Author(s): Kataoka M, Satoh T, Yoshikawa T, Nakamura I, Kohno T, Yoshizawa A, Anzai T, Ogawa S
Affiliation(s): Cardiopulmonary Division, Department of Medicine, Keio University School of Medicine.
Publication date & source: 2008-03, Circ J., 72(3):358-63.
Publication type:
Background The slope of the relationship between ventilation and carbon dioxide production (VE/VCO(2) slope), obtained during symptom-limited ramp exercise testing, reflects exercise ventilatory efficiency. Importantly, the VE/VCO(2) slope is related to prognosis in patients with congestive heart failure (CHF). The aim of the present study was to determine the relationship between the institution of beta-blockers, carvedilol or metoprolol, and the VE/VCO(2) slope during exercise in patients with CHF. Methods and Results Fifty-seven patients with New York Heart Association functional class II or III with a radionuclide left ventricular ejection fraction (LVEF) of less than 40% received carvedilol or metoprolol in a randomized fashion. The VE/VCO(2) slope, LVEF and plasma brain natriuretic peptide (BNP) concentration were determined before and after 16 weeks of treatment. LVEF improved (p<0.01), but the VE/VCO(2) slope and BNP did not. A significant improvement in the VE/VCO(2) slope was observed in patients with LVEF <29% or BNP >63 pg/ml (respective baseline median values) (p<0.05, p<0.05).
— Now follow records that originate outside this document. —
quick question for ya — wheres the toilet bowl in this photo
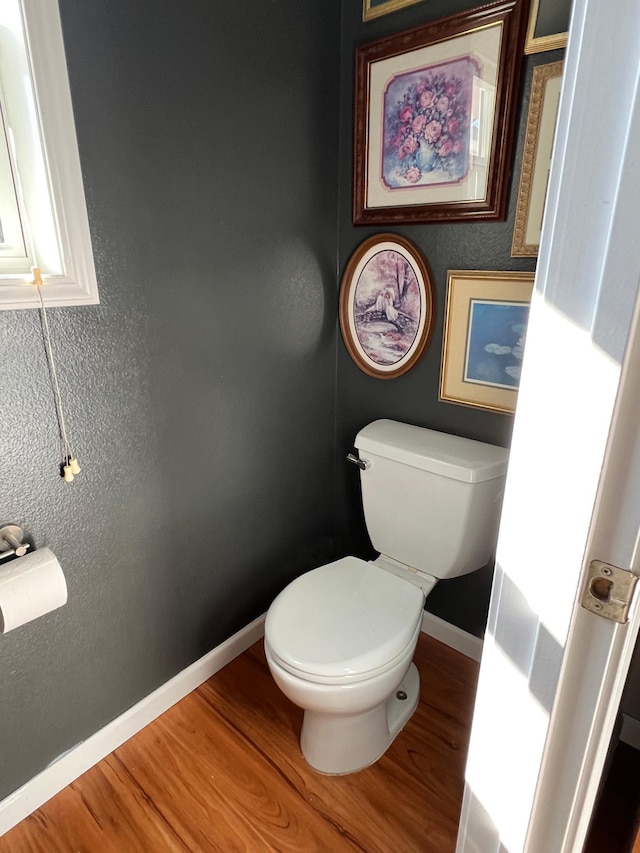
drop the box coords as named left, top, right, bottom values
left=264, top=556, right=425, bottom=774
left=264, top=420, right=509, bottom=775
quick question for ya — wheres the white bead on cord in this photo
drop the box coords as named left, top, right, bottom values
left=33, top=268, right=81, bottom=482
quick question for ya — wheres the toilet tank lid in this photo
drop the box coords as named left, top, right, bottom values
left=355, top=420, right=509, bottom=483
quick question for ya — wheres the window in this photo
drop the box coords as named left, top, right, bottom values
left=0, top=96, right=28, bottom=268
left=0, top=0, right=98, bottom=309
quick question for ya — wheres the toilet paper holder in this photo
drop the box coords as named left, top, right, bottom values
left=0, top=525, right=31, bottom=560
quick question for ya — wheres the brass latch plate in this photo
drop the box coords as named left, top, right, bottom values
left=581, top=560, right=638, bottom=623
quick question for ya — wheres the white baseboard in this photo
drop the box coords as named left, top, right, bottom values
left=421, top=611, right=484, bottom=662
left=620, top=713, right=640, bottom=750
left=0, top=613, right=266, bottom=838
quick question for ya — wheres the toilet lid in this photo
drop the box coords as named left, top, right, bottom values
left=265, top=556, right=424, bottom=680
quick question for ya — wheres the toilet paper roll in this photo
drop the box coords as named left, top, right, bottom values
left=0, top=548, right=68, bottom=633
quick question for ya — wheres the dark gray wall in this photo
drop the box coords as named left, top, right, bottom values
left=0, top=0, right=564, bottom=803
left=0, top=0, right=341, bottom=800
left=336, top=0, right=562, bottom=637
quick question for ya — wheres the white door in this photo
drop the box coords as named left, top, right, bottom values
left=456, top=0, right=640, bottom=850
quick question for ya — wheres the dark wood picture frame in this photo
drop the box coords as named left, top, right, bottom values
left=339, top=234, right=434, bottom=379
left=353, top=0, right=528, bottom=225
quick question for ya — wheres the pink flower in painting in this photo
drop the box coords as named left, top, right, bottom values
left=389, top=129, right=405, bottom=151
left=411, top=113, right=426, bottom=134
left=438, top=138, right=453, bottom=158
left=424, top=119, right=442, bottom=144
left=446, top=116, right=461, bottom=136
left=419, top=90, right=435, bottom=109
left=383, top=62, right=473, bottom=186
left=398, top=135, right=419, bottom=158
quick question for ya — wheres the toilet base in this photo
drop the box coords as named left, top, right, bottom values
left=300, top=663, right=420, bottom=775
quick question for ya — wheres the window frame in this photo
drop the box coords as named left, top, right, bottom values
left=0, top=0, right=99, bottom=310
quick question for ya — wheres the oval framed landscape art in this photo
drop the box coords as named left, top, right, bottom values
left=339, top=234, right=434, bottom=379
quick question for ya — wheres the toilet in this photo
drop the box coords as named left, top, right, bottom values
left=264, top=419, right=508, bottom=775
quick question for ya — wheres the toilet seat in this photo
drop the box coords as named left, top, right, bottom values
left=265, top=556, right=424, bottom=685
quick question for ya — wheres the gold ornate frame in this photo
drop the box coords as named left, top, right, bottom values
left=362, top=0, right=426, bottom=21
left=524, top=0, right=569, bottom=54
left=440, top=270, right=534, bottom=414
left=512, top=61, right=563, bottom=257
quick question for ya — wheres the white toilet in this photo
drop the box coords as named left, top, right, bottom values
left=264, top=419, right=508, bottom=775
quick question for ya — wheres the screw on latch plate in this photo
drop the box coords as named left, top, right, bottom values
left=581, top=560, right=638, bottom=623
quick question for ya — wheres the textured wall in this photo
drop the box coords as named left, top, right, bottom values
left=0, top=0, right=341, bottom=800
left=336, top=0, right=562, bottom=636
left=0, top=0, right=566, bottom=802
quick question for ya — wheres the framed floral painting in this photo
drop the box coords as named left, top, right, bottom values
left=339, top=234, right=434, bottom=379
left=440, top=270, right=534, bottom=413
left=353, top=0, right=528, bottom=225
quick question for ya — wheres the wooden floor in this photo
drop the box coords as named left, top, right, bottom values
left=0, top=633, right=479, bottom=852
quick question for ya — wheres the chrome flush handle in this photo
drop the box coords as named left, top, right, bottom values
left=346, top=453, right=370, bottom=471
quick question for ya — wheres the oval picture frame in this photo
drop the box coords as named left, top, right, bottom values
left=339, top=234, right=435, bottom=379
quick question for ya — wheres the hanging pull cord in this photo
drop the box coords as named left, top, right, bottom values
left=33, top=268, right=81, bottom=482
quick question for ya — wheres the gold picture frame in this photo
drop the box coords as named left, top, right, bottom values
left=440, top=270, right=534, bottom=414
left=512, top=61, right=563, bottom=257
left=524, top=0, right=570, bottom=54
left=363, top=0, right=426, bottom=21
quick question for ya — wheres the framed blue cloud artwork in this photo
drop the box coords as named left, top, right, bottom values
left=440, top=270, right=534, bottom=413
left=465, top=300, right=529, bottom=389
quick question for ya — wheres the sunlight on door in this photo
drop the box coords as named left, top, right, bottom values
left=458, top=293, right=621, bottom=852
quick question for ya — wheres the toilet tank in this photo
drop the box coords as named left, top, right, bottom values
left=354, top=420, right=509, bottom=579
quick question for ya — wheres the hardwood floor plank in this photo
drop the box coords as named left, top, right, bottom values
left=0, top=757, right=186, bottom=853
left=0, top=632, right=479, bottom=853
left=412, top=638, right=479, bottom=726
left=200, top=635, right=478, bottom=853
left=115, top=689, right=363, bottom=851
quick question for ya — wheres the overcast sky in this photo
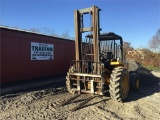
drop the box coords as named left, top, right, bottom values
left=0, top=0, right=160, bottom=48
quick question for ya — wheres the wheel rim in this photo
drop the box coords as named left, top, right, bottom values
left=122, top=75, right=129, bottom=95
left=136, top=78, right=140, bottom=89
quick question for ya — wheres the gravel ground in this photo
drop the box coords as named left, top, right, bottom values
left=0, top=70, right=160, bottom=120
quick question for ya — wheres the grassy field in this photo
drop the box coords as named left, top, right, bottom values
left=145, top=66, right=160, bottom=71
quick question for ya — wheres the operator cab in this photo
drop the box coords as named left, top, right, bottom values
left=84, top=32, right=123, bottom=70
left=85, top=32, right=123, bottom=63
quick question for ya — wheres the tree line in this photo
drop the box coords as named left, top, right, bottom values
left=29, top=27, right=74, bottom=40
left=124, top=28, right=160, bottom=67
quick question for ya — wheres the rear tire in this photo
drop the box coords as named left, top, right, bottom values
left=130, top=73, right=140, bottom=92
left=109, top=67, right=130, bottom=102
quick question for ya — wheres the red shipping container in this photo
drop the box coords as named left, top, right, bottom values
left=0, top=26, right=75, bottom=83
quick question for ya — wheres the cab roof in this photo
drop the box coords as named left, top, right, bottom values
left=86, top=32, right=123, bottom=41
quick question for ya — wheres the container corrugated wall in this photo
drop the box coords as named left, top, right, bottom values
left=0, top=27, right=75, bottom=83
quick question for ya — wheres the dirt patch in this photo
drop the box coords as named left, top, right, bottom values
left=0, top=63, right=160, bottom=120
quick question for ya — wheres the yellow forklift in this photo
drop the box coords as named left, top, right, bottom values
left=66, top=6, right=140, bottom=102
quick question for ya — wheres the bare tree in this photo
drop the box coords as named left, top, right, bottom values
left=149, top=28, right=160, bottom=53
left=61, top=31, right=71, bottom=39
left=28, top=28, right=74, bottom=39
left=29, top=28, right=41, bottom=33
left=123, top=42, right=133, bottom=55
left=50, top=29, right=59, bottom=37
left=41, top=27, right=51, bottom=34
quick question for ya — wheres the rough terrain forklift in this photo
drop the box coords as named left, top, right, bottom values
left=66, top=6, right=140, bottom=102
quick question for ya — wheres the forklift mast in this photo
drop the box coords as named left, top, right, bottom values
left=74, top=6, right=101, bottom=74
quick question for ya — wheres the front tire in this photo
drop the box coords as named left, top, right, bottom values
left=66, top=67, right=76, bottom=94
left=109, top=67, right=130, bottom=102
left=66, top=72, right=72, bottom=93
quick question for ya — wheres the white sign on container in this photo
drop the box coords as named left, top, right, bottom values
left=31, top=42, right=54, bottom=60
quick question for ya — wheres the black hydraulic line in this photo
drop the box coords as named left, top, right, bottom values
left=85, top=37, right=91, bottom=60
left=90, top=38, right=92, bottom=60
left=81, top=15, right=84, bottom=29
left=114, top=43, right=117, bottom=59
left=118, top=45, right=121, bottom=61
left=114, top=40, right=115, bottom=59
left=91, top=38, right=93, bottom=61
left=83, top=37, right=86, bottom=60
left=120, top=38, right=123, bottom=62
left=88, top=38, right=90, bottom=60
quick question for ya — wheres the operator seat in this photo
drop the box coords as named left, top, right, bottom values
left=104, top=52, right=114, bottom=70
left=106, top=51, right=113, bottom=59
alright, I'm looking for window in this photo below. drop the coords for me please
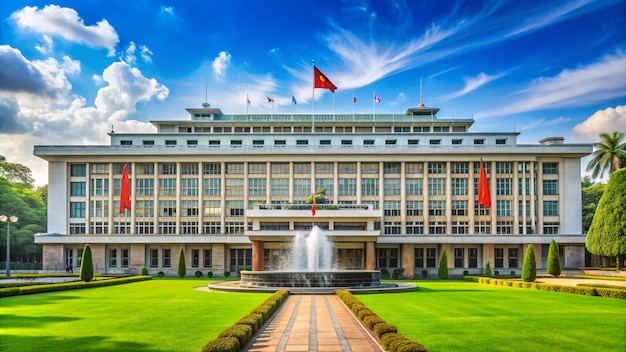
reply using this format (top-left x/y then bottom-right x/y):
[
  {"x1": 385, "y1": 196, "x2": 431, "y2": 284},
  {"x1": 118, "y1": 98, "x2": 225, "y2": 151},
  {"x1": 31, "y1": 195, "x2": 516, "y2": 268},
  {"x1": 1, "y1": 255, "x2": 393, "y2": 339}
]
[
  {"x1": 494, "y1": 248, "x2": 504, "y2": 268},
  {"x1": 543, "y1": 180, "x2": 558, "y2": 195},
  {"x1": 208, "y1": 140, "x2": 220, "y2": 146},
  {"x1": 187, "y1": 140, "x2": 198, "y2": 146},
  {"x1": 90, "y1": 221, "x2": 108, "y2": 234},
  {"x1": 454, "y1": 248, "x2": 464, "y2": 268},
  {"x1": 428, "y1": 200, "x2": 445, "y2": 216},
  {"x1": 225, "y1": 178, "x2": 244, "y2": 196},
  {"x1": 385, "y1": 139, "x2": 397, "y2": 145},
  {"x1": 451, "y1": 178, "x2": 468, "y2": 195},
  {"x1": 204, "y1": 249, "x2": 212, "y2": 267},
  {"x1": 383, "y1": 163, "x2": 401, "y2": 174},
  {"x1": 165, "y1": 140, "x2": 177, "y2": 146},
  {"x1": 70, "y1": 202, "x2": 86, "y2": 218},
  {"x1": 428, "y1": 162, "x2": 446, "y2": 174},
  {"x1": 91, "y1": 163, "x2": 108, "y2": 174},
  {"x1": 426, "y1": 248, "x2": 437, "y2": 268},
  {"x1": 406, "y1": 201, "x2": 423, "y2": 216},
  {"x1": 361, "y1": 178, "x2": 379, "y2": 196},
  {"x1": 231, "y1": 140, "x2": 242, "y2": 145},
  {"x1": 543, "y1": 223, "x2": 559, "y2": 234},
  {"x1": 294, "y1": 163, "x2": 311, "y2": 174},
  {"x1": 109, "y1": 249, "x2": 117, "y2": 267},
  {"x1": 181, "y1": 200, "x2": 198, "y2": 217},
  {"x1": 135, "y1": 221, "x2": 154, "y2": 234},
  {"x1": 159, "y1": 178, "x2": 177, "y2": 196},
  {"x1": 296, "y1": 140, "x2": 309, "y2": 145},
  {"x1": 160, "y1": 163, "x2": 176, "y2": 175},
  {"x1": 415, "y1": 248, "x2": 424, "y2": 268},
  {"x1": 226, "y1": 201, "x2": 244, "y2": 217},
  {"x1": 377, "y1": 248, "x2": 399, "y2": 268},
  {"x1": 203, "y1": 163, "x2": 221, "y2": 175},
  {"x1": 271, "y1": 178, "x2": 289, "y2": 196},
  {"x1": 90, "y1": 178, "x2": 109, "y2": 196},
  {"x1": 496, "y1": 200, "x2": 512, "y2": 216},
  {"x1": 143, "y1": 140, "x2": 155, "y2": 145},
  {"x1": 159, "y1": 200, "x2": 176, "y2": 217},
  {"x1": 543, "y1": 200, "x2": 559, "y2": 216},
  {"x1": 383, "y1": 201, "x2": 401, "y2": 216},
  {"x1": 406, "y1": 178, "x2": 423, "y2": 195},
  {"x1": 451, "y1": 162, "x2": 468, "y2": 174},
  {"x1": 136, "y1": 178, "x2": 154, "y2": 196},
  {"x1": 361, "y1": 163, "x2": 379, "y2": 174},
  {"x1": 315, "y1": 178, "x2": 334, "y2": 196},
  {"x1": 163, "y1": 249, "x2": 171, "y2": 267},
  {"x1": 230, "y1": 248, "x2": 252, "y2": 272},
  {"x1": 294, "y1": 178, "x2": 311, "y2": 196},
  {"x1": 384, "y1": 178, "x2": 401, "y2": 196},
  {"x1": 341, "y1": 140, "x2": 353, "y2": 145},
  {"x1": 320, "y1": 140, "x2": 331, "y2": 145},
  {"x1": 496, "y1": 138, "x2": 507, "y2": 145},
  {"x1": 192, "y1": 249, "x2": 200, "y2": 267},
  {"x1": 122, "y1": 249, "x2": 129, "y2": 267},
  {"x1": 429, "y1": 221, "x2": 446, "y2": 234},
  {"x1": 508, "y1": 248, "x2": 518, "y2": 268},
  {"x1": 473, "y1": 139, "x2": 485, "y2": 145},
  {"x1": 364, "y1": 139, "x2": 375, "y2": 145},
  {"x1": 226, "y1": 163, "x2": 243, "y2": 174},
  {"x1": 384, "y1": 221, "x2": 402, "y2": 234},
  {"x1": 90, "y1": 200, "x2": 109, "y2": 217},
  {"x1": 181, "y1": 163, "x2": 198, "y2": 175},
  {"x1": 496, "y1": 221, "x2": 513, "y2": 234},
  {"x1": 338, "y1": 178, "x2": 357, "y2": 196},
  {"x1": 69, "y1": 223, "x2": 86, "y2": 234},
  {"x1": 150, "y1": 249, "x2": 158, "y2": 268},
  {"x1": 542, "y1": 163, "x2": 558, "y2": 174},
  {"x1": 203, "y1": 200, "x2": 221, "y2": 217},
  {"x1": 405, "y1": 163, "x2": 423, "y2": 174},
  {"x1": 468, "y1": 248, "x2": 478, "y2": 268},
  {"x1": 496, "y1": 178, "x2": 512, "y2": 195},
  {"x1": 428, "y1": 178, "x2": 445, "y2": 195},
  {"x1": 271, "y1": 163, "x2": 289, "y2": 174},
  {"x1": 70, "y1": 182, "x2": 86, "y2": 196},
  {"x1": 248, "y1": 178, "x2": 267, "y2": 197},
  {"x1": 203, "y1": 222, "x2": 221, "y2": 234},
  {"x1": 452, "y1": 139, "x2": 463, "y2": 145},
  {"x1": 452, "y1": 221, "x2": 468, "y2": 234},
  {"x1": 451, "y1": 200, "x2": 467, "y2": 216},
  {"x1": 203, "y1": 178, "x2": 221, "y2": 196},
  {"x1": 406, "y1": 221, "x2": 424, "y2": 234},
  {"x1": 496, "y1": 162, "x2": 512, "y2": 174},
  {"x1": 429, "y1": 139, "x2": 441, "y2": 145},
  {"x1": 338, "y1": 163, "x2": 357, "y2": 174},
  {"x1": 315, "y1": 162, "x2": 333, "y2": 174},
  {"x1": 71, "y1": 164, "x2": 86, "y2": 176},
  {"x1": 181, "y1": 178, "x2": 198, "y2": 196}
]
In patients with BNP >63 pg/ml, the improvement effect on the VE/VCO(2) slope with carvedilol was significantly greater than that with metoprolol (p<0.05) and a significant improvement in the VE/VCO(2) slope was observed only in those who took carvedilol (p<0.01). Conclusions The VE/VCO(2) slope was not improved after beta-blocker therapy in any of the patients. However, it did improve in patients with a lower LVEF or higher BNP level at baseline, and carvedilol was more effective than metoprolol in improving the VE/VCO(2) slope in patients with higher BNP levels at baseline. (Circ J 2008; 72: 358 - 363).